In an address to the Munich Security Conference, Pence also offered assurances to European allies that the US “strongly supports” Nato and would be “unwavering” in its commitment to it.

In his first overseas trip as vice-president, Pence sought to calm nervous European allies who remain concerned about Russian aggression and have been alarmed by Trump’s positive statements about Russian President Vladimir Putin. The address to foreign diplomats and security officials also sought to reassure international partners who worry that Trump may pursue isolationist tendencies.

Pence said the US would demand that Russia honour a 2015 peace deal to end violence in eastern Ukraine between government forces and Russian-backed separatists.

“Know this: the United States will continue to hold Russia accountable, even as we search for new common ground which as you know President Trump believes can be found,” Pence said.

Pence later met German Chancellor Angela Merkel, who addressed the conference just before he did.
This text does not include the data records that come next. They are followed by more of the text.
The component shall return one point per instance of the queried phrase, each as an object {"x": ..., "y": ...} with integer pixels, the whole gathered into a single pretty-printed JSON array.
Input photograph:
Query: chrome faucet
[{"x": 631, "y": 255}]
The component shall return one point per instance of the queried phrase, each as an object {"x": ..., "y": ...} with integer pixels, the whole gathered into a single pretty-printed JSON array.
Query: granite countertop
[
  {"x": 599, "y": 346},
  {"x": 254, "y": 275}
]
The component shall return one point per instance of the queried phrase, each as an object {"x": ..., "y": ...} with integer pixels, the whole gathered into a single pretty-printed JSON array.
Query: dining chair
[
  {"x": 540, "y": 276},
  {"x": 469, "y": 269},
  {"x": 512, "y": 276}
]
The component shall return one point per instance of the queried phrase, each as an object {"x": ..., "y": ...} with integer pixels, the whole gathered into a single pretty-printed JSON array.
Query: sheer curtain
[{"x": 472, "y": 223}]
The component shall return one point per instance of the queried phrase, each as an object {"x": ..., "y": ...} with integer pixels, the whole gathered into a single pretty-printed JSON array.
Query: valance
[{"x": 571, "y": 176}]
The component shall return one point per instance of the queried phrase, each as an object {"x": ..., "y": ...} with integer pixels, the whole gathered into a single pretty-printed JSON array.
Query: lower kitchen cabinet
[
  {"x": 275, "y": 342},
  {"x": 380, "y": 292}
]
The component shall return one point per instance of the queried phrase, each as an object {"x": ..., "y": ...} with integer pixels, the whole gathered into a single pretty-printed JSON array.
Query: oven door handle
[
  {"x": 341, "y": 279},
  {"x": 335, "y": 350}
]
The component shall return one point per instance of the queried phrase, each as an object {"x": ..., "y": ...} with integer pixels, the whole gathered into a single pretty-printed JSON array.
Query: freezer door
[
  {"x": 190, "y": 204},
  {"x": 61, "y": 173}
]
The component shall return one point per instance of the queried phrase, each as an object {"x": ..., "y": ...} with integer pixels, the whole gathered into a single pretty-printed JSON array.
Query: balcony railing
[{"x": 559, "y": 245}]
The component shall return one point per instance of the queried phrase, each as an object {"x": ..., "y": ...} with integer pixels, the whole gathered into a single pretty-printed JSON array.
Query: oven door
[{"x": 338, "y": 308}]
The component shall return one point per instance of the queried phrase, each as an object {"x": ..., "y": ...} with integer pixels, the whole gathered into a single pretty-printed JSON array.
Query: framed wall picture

She stressed the need to maintain international alliances and told the audience, with Pence seated a few feet away, that Nato is “in the American interest”.

European countries along Russia’s border are rattled by the prospect of deeper US-Russia ties after Trump suggested sanctions imposed after Russia’s annexation of Crimea could be eased in exchange for a nuclear weapons deal, and after the president referred to Nato as “obsolete” in an interview before his inauguration. Trump has since stressed the importance of the alliance in his phone conversations with foreign leaders.

Pence also had meetings yesterday with the leaders of Estonia, Latvia and Lithuania, and with Ukrainian President Petro Poroshenko. He also planned to meet Turkish Prime Minister Binali Yildirim.

The visit, which includes a stop in Brussels today comes amid worries in Europe about Russian aggression, Trump’s relationship with Putin and whether the new president may promote isolationist tendencies through his “America First” mantra.

Pence is also expected to meet the leaders of Iraq and Afghanistan, where the US is embroiled in two separate wars. Trump has said the US may get a second chance to take Iraqi oil as compensation for its efforts in the war-torn country, a notion rebuffed by Iraqi Prime Minister Haider al-Abadi, who will be meeting the vice president.

Trump’s immigration and refugee ban has angered a number of Muslim-majority countries affected by the order currently tied up in court, including Iraq – a key ally in the fight against so-called Islamic State.